Was it possible to be sexy and scared? Nathan pulled it off. Sort of.
“Get inside,” he whispered, pulling me through the door and shutting it behind us. I could hear a mechanical whirring and a high-pitched electronic whine, and I glanced back to see expensive looking locks sliding into place behind me. They looked better suited for a bank vault than a front door.
“What’s going on, Nathan? You’re scaring me,” I said, my hand instinctively moving toward my purse and the piece of death-dealing metal within. Before I could go any further, Nathan had grabbed my arm and dragged me through the living room, past the kitchen, and around near a staircase. Hitting a piece of the wall paneling, I watched in silence as it slid away, revealing a heavy metal door. It swung open, and I could see the three enormous metal bolts that had retracted from the wall.
“Get inside,” Nathan said fiercely.

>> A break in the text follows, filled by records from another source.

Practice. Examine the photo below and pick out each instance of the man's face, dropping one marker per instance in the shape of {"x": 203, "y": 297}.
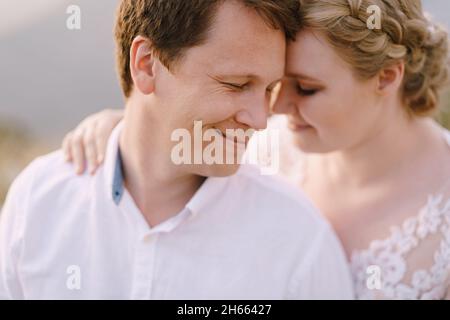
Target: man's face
{"x": 226, "y": 82}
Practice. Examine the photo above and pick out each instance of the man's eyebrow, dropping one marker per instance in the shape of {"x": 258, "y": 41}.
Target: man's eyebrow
{"x": 228, "y": 77}
{"x": 301, "y": 76}
{"x": 247, "y": 77}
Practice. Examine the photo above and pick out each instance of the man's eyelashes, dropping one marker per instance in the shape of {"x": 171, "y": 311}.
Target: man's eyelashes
{"x": 303, "y": 91}
{"x": 235, "y": 86}
{"x": 242, "y": 87}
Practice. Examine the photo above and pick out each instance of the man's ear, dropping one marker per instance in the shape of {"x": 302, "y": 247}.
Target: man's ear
{"x": 390, "y": 78}
{"x": 142, "y": 65}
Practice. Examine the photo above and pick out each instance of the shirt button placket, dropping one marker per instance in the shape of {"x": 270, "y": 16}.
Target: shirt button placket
{"x": 144, "y": 268}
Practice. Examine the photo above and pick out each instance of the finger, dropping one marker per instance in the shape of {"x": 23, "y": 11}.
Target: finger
{"x": 101, "y": 141}
{"x": 66, "y": 147}
{"x": 78, "y": 153}
{"x": 91, "y": 149}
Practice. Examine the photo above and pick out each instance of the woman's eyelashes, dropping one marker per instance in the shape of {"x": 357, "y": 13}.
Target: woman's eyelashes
{"x": 235, "y": 86}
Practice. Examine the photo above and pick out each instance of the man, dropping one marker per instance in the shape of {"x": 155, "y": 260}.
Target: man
{"x": 147, "y": 228}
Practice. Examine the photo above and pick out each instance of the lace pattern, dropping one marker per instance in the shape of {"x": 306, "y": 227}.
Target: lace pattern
{"x": 390, "y": 256}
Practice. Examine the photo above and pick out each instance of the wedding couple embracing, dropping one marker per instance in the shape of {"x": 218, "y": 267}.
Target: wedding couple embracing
{"x": 360, "y": 207}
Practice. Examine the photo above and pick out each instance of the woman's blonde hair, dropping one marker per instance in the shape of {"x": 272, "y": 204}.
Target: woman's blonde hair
{"x": 405, "y": 34}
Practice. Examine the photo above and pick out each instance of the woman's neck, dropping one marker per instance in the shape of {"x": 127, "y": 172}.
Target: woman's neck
{"x": 395, "y": 149}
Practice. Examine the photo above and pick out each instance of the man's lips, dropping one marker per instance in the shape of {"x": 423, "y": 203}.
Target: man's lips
{"x": 298, "y": 127}
{"x": 232, "y": 138}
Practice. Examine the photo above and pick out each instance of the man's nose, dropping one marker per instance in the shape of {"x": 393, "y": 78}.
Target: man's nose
{"x": 255, "y": 114}
{"x": 285, "y": 104}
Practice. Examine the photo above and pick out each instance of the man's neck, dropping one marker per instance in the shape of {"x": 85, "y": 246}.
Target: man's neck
{"x": 159, "y": 188}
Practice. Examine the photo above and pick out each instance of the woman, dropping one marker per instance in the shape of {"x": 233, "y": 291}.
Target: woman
{"x": 361, "y": 143}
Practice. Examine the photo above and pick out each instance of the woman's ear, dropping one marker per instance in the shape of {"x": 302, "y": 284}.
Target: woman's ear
{"x": 142, "y": 65}
{"x": 390, "y": 78}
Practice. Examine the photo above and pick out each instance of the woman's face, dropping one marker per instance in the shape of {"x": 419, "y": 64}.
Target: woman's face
{"x": 329, "y": 109}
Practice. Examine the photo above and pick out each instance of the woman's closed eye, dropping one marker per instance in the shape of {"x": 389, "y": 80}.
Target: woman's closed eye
{"x": 235, "y": 86}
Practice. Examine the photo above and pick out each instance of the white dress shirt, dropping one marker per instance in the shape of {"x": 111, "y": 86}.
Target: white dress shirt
{"x": 247, "y": 236}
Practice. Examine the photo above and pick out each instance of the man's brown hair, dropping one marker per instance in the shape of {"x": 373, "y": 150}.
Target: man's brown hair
{"x": 174, "y": 26}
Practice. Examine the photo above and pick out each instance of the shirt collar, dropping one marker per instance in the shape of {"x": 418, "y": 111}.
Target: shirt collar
{"x": 203, "y": 200}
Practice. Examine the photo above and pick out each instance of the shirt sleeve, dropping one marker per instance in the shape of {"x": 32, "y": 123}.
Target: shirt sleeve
{"x": 325, "y": 273}
{"x": 11, "y": 235}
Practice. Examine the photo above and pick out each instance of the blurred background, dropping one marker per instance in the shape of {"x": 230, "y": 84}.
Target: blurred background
{"x": 52, "y": 77}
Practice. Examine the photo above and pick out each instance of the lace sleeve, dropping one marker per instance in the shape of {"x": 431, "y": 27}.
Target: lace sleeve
{"x": 413, "y": 262}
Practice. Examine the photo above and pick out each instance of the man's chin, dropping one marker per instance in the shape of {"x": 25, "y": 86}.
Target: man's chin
{"x": 218, "y": 170}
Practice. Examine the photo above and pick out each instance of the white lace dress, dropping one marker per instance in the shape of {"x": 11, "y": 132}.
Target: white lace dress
{"x": 382, "y": 271}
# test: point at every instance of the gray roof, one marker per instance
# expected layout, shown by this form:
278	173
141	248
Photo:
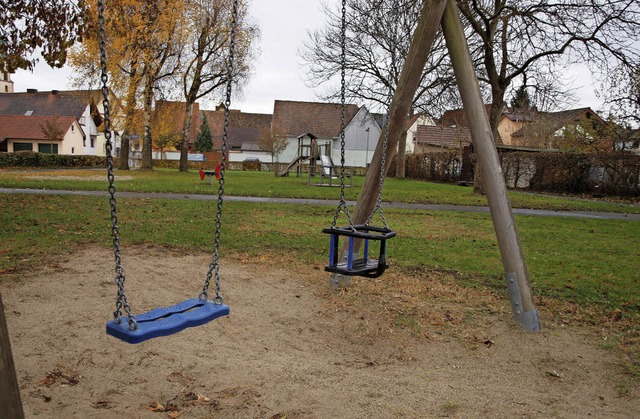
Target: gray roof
53	103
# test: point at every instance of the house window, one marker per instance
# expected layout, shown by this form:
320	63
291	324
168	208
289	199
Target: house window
48	148
22	147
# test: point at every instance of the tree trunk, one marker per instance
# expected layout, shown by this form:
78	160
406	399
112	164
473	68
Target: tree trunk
130	108
147	141
123	163
10	404
186	136
417	56
402	156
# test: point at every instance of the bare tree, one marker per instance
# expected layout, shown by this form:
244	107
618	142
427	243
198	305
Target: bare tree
525	43
537	39
377	42
206	55
49	25
622	93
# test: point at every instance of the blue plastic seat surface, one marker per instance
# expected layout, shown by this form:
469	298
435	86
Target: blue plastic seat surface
166	321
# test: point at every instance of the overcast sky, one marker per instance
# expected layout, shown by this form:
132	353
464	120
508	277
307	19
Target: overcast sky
279	71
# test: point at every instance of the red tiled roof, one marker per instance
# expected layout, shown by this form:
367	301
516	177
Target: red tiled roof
549	122
18	127
244	128
457	117
444	137
320	119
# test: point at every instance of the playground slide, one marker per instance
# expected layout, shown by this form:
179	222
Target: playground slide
294	164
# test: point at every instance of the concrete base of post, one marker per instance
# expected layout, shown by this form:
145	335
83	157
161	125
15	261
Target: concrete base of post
339	281
529	319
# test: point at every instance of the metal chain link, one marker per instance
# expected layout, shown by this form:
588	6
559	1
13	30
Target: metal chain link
342	206
383	161
214	266
121	301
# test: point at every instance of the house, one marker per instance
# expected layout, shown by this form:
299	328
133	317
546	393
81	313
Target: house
441	138
6	84
415	121
513	120
579	128
628	140
574	129
510	121
44	134
321	123
81	105
167	120
243	132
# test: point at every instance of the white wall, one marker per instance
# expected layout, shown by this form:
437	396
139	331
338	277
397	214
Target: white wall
361	138
90	130
72	142
413	130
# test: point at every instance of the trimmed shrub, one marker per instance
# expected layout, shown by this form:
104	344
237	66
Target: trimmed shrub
33	159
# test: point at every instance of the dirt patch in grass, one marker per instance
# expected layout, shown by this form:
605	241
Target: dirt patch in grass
401	346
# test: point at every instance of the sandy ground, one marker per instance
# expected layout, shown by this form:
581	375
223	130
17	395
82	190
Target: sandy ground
292	348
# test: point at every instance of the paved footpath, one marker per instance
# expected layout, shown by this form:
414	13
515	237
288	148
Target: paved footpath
399	205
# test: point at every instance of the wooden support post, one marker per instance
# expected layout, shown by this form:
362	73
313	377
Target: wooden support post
417	56
10	404
487	155
425	33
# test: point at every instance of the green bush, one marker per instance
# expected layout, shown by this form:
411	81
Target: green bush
33	159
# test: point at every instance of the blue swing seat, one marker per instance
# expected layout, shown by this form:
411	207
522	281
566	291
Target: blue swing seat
166	321
365	266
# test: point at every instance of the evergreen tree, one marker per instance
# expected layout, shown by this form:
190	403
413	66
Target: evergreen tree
204	140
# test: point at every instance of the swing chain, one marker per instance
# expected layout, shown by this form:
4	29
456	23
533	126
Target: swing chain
342	206
214	266
383	161
121	301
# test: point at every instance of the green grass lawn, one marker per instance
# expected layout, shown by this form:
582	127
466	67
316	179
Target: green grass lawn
593	262
264	184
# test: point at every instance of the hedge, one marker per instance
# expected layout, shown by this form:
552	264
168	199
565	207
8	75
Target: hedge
616	173
33	159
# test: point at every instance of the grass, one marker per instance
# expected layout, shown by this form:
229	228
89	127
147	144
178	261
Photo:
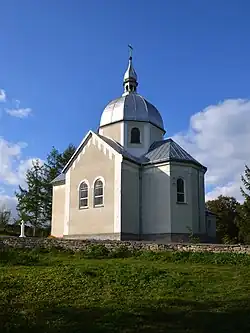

I complied, despite every instinct in my body telling
me to get the hell out of here. A moment later, the man I had come to both love and fear in such a short amount of time was standing before me, the huge metal bolts closing off any hope of escape.
“What are you doing, Sandra?” Nathan asked, staring down at the gun I’d pulled out into the open. “Put that thing away.”
“You just locked me in a dark room and you look like something has you scared to death, Nathan. You tell me what the hell is going on right now and I’ll think about putting this away,” I replied, my hand shaking ever so slightly.
What the hell was he doing? I stepped backward as he moved toward me, one step, then another, until I was flush against the cold metal wall of our makeshift prison.
“Stop. I’m warning you, Nathan!” I shouted, holding the gun up. He stepped closer, reaching out. Every part of me wanted to pull the trigger. Here he was, the man I thought I could trust, ready to show me how foolish I’d been… But I couldn’t do it. His hand wrapped the barrel of the gun and pushed it aside as he swept me up into his arms.